Grumman F7F Tigercat

As early as 1941, Grumman began designing a twin-engined aircraft to be used by the U.S. Navy. The plane featured folding wing tips, an arrestor hook, and tricycle landing gear. Originally conceived as a carrier-based fighter for the new Midway class of aircraft carriers, the design contained several flaws (including heavy weight and high landing speed) that prevented the Navy from accepting the plane for carrier use. Instead, the plane was delivered to USMC units, but the F7F materialized too late to see any action in WWII. The plane did see action with the USMC in the Korean War for night interdiction and fighter missions. In the civilian arena, the plane was used as a water bomber to fight forest fires in the 1960s and '70s.

The plane has a crew of one pilot. The night fighter versions add a second crewman to operate the radar at the expense of some fuel tankage. The plane uses 155 gallons of aviation fuel per hour at routine usage. A full load of fuel and ammo (not including bombs) costs $428.


Grumman F7F-1 Tigercat

Subassemblies: Light Fighter-Bomber chassis with good streamlining +3; Medium Fighter-Bomber wings +3; two Small AFV Pods [Wings] +2; 3 retractable wheels +1.

Powertrain: Two 1,545-kW aerial Supercharged HP gas engines with two 1,545-kW props and 840-gallon self-sealing tanks [Body and Wings]; 8,000-kW batteries.

Occ.: 1 CS

Cargo: 0 Body, 0 Wings


Armor F RL B T U

Body: 3/6 3/6 3/6 3/6 3/6

Wings: 3/6 3/6 3/6 3/6 3/6

Wheels: 2/3 2/3 2/3 2/3 2/3

Cockpits: 0/+10 0/+10 0/+20 0/+0 0/+10



4xLong Aircraft HMGs/12.7mm Browning M3 HMGs [Body:F] (300 rounds each).*

4xMedium Aircraft ACs/20mm Hispano M2 ACs [Wings:F] (300 rounds each).*

*Each pair linked, additional links fire four or all at once.

2x1,000-lb bombs or 6-8 5-inch HVAR rockets or 1 Mk 13-2 21-inch torpedo



Body: Medium radio and transmitter and receiver, IFF. Wings: 1,000-lb. hardpoint each.

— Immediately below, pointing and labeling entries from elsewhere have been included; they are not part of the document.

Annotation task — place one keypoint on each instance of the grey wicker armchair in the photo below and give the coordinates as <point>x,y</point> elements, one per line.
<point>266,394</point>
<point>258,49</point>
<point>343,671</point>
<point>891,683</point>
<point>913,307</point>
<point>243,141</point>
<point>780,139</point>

Size: 51.5'x45.4'x16.6' Payload: 3.85 tons Lwt.: 11.8 tons

Volume: 280 Maint.: 32 hours Cost: $39,813

HT: 6. HPs: 165 Body, 330 each Wing, 150 each Pod, 10 each Wheel

aSpeed: 427 aAccel: 6 aDecel: 8 aMR: 2 aSR: 2

Stall Speed 114.

gSpeed: 406 gAccel: 20 gDecel: 10 gMR: 0.75 gSR: 3

Ground Pressure Moderate. 1/4 Off-Road Speed.


Design Notes:

The historical wing area was 455 sf. Sources were unclear whether all planes featured folding wings (since Grumman was constantly redesigning the craft for carrier use approval). I assumed that the arrestor hooks and folding wings were stripped from the F7F-1 aircraft sent to the USMC to save the additional weight (280 lbs.). Fuel tankage was not available; the figure was calculated from range and cruising speed values.



The F7F-1 was the first production model to be used by the USMC. 33 craft were built beginning in April 1944, but never saw action in WWII.

The F7F-2N was a nightfighter version. It removed the rear fuselage fuel tank to provide room for a second crewman (the radar operator), and removed the nose armament (HMGs) for installation of the radar equipment. 65 were built before the contract was cancelled on VJ-Day.

The F3F-3N was a nightfighter with a slightly elongated nose to house improved radar equipment. It had 1,566-kW powerplants. 60 were built.

The F7F-4N was an improved version of the -3N, redesigned with additional strength and stability for carrier-borne operation. It had 1,600-kW powerplants. This was the first version of the plane the Navy accepted for carrier use. 13 were built.

The F7F-3E was a modified F7F-3 for use in electronic warfare.

The F7F-3P was a modified F7F-3 for use in photo-reconnaissance roles.

Interestingly, the plane was originally going to be called the "Tomcat," but the moniker was abandoned as being "too suggestive."